A la différence de son père Tikhone, son oncle Prokope avait entretenu dans le cercle familial la mémoire de la lignée Chalamov. Le fils de Prokope, Nikolaï, poursuivit cette tâche. A la fin des années quatre-vingt, c’est en entrant en contact avec la fille de ce dernier, Tatiana, que les chercheurs russes apprirent ce que Chalamov n’avait jamais su de ses proches parents.

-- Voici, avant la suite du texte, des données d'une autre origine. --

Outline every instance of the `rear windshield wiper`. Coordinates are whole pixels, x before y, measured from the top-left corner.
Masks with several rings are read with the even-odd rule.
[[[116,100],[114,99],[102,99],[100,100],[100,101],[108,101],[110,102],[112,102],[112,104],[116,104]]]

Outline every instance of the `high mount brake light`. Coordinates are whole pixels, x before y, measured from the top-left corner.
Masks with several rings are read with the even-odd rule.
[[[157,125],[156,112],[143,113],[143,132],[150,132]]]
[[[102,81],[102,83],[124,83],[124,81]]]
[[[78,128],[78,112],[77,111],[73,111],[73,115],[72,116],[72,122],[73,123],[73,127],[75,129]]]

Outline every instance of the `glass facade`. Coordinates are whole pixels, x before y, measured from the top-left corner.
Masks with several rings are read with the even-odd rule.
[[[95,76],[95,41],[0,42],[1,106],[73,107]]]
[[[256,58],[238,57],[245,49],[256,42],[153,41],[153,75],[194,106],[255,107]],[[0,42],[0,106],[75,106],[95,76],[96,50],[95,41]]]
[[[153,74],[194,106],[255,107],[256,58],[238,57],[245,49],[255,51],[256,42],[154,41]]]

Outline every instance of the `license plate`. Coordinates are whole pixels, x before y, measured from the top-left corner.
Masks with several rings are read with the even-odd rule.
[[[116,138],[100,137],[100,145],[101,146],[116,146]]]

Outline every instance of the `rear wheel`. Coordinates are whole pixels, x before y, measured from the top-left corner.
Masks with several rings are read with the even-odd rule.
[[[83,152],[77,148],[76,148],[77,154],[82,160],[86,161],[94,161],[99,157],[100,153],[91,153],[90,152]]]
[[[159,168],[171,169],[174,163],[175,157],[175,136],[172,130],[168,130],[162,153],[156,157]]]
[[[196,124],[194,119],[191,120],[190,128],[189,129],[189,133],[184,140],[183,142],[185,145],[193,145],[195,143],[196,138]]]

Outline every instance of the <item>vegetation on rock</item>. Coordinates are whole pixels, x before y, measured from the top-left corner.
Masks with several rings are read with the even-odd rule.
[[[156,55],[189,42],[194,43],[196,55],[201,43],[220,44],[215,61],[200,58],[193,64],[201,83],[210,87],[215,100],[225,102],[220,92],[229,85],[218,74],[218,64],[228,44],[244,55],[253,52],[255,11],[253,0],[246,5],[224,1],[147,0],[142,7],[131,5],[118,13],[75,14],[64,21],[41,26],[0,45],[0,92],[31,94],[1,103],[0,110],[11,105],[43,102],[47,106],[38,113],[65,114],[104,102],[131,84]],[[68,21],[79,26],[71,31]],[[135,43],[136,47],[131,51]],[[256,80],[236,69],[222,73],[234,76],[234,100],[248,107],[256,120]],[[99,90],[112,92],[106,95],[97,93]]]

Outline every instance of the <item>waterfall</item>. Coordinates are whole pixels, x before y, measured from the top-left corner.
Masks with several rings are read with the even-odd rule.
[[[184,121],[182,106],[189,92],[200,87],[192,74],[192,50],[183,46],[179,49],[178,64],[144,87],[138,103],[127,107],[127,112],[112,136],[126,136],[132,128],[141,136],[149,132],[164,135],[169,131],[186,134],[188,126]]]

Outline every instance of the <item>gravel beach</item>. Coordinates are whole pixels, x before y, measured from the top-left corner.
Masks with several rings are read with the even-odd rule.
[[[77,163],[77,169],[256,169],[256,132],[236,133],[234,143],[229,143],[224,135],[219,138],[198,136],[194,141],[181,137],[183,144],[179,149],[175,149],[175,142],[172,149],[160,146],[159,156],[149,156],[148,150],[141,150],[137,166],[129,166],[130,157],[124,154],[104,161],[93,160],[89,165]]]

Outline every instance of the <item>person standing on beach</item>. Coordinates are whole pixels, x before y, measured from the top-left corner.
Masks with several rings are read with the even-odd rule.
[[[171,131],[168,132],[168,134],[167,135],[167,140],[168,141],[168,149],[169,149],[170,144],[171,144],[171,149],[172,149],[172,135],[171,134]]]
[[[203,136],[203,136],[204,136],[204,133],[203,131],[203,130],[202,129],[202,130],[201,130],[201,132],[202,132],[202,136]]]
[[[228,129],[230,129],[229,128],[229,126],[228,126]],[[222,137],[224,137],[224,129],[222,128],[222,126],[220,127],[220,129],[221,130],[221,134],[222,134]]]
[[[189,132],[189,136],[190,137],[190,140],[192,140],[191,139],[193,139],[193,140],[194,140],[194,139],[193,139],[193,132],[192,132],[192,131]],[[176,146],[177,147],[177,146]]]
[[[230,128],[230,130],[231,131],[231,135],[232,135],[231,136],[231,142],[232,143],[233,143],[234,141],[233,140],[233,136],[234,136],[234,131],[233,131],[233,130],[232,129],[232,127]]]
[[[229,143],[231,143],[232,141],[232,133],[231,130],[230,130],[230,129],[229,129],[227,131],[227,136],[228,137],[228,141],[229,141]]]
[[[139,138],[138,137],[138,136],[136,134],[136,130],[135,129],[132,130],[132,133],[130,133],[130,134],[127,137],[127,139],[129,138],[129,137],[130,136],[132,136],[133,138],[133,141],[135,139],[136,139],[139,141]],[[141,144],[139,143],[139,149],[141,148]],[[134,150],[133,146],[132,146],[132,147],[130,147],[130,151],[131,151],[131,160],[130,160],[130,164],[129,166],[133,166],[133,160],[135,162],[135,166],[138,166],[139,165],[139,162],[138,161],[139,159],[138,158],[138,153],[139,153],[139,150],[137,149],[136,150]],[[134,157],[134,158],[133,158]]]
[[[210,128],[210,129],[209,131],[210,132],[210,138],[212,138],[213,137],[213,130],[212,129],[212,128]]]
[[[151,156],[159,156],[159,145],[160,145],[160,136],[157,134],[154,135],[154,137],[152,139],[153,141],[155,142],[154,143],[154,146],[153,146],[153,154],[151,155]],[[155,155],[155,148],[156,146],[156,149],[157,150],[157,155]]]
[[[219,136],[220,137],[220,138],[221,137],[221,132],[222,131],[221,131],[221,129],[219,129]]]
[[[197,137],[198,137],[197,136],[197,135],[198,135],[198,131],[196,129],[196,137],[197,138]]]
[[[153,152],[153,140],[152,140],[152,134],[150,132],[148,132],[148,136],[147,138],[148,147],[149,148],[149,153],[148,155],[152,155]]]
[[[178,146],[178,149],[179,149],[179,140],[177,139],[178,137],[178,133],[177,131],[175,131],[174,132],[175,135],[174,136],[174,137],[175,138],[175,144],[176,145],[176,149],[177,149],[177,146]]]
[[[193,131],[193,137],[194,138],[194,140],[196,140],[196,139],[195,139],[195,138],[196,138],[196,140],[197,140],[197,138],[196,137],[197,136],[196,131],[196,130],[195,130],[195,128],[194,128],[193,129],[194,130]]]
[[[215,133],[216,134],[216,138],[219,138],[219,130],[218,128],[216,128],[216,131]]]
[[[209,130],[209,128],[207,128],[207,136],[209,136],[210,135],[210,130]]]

A partir de 1956 les cousins germains Nikolaï et Varlam Chalamov vivaient tous deux dans la capitale. Leur ignorance mutuelle tenait non seulement à la longue déportation de Varlam, mais sûrement aussi au contexte général de destruction des familles consécutif à la terreur stalinienne. Le citoyen soviétique était habitué à protéger les siens, conjoint et enfants, en les tenant éloignés des membres de sa parenté persécutés ou présumés suspects. Appartenant au clergé qui fut particulièrement éprouvé pendant les années vingt et trente du siècle passé, les Chalamov virent leur lignée décimée et dispersée.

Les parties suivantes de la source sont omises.